Chi, sapendo un po’ più di informatica o di latino di quanto ne sappia il compagno di banco, non cerca di passargli il tema resterà probabilmente per sempre una piccola carogna (il termine appropriato sarebbe un altro, più colorito e disdicevole) e magari si convincerà che quel voto in più sulla sua pagella, casuale e precaria come ogni pagella, sia chissà cosa: ossia diventerà un imbecille.

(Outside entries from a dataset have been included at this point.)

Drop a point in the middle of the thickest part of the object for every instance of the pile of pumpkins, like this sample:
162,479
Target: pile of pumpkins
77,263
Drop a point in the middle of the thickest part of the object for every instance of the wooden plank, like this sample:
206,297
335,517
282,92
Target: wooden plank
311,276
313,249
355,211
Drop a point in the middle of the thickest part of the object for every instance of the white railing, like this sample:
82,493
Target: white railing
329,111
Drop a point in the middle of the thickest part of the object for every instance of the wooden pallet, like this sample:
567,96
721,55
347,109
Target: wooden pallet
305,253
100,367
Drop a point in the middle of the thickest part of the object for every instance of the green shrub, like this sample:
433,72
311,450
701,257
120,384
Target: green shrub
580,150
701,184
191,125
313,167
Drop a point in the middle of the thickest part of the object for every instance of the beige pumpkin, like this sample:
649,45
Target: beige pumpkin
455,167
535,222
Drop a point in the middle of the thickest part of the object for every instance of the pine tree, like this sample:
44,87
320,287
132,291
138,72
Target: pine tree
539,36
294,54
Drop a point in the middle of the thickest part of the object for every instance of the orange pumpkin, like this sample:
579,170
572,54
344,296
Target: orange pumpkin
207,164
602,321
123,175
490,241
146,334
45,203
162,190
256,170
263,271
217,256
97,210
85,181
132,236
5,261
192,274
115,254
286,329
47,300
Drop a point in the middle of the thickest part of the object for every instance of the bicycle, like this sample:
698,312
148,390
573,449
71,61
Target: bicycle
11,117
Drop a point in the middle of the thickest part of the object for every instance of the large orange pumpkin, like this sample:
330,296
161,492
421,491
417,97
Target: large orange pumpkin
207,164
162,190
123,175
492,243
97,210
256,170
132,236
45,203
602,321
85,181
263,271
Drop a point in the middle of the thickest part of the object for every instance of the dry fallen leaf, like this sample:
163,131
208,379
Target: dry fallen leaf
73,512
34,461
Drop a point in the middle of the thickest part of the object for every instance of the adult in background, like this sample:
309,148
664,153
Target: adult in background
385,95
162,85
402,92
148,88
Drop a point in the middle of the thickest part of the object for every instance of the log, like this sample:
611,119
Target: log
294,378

Se agli scolari tocca copiare, agli insegnanti tocca impedirlo, e il gioco va bene se ognuno fa ciò che gli spetta, senza bollare la copiatura come un crimine e senza rivendicarla come un diritto contro la repressione scolastica. Le cose si guastano invece quando tutti vogliono fare tutto e la scuola, o l’esistenza intera , diventa un Comitato universale permanente, in cui i docenti esortano gli alunni a manifestare la loro creatività rifiutandosi di studiare e gli alunni si mettono al posto dei docenti per rinnovare pedagogicamente la scuola, anziché marinarla ogni tanto, o lamentano che in classe non si leggano autori contemporanei, come se la scuola fosse una mucca da cui succhiare ogni latte e non fosse possibile leggere qualcosa per conto proprio.
In questo non ci si diverte più, come non ci si divertirebbe a scopone se ogni giocatore, anziché cercare di far scopa, primiera e settebello, cercasse di far vincere gli altri per evitar loro frustrazioni. E se non ci si diverte si impara poco.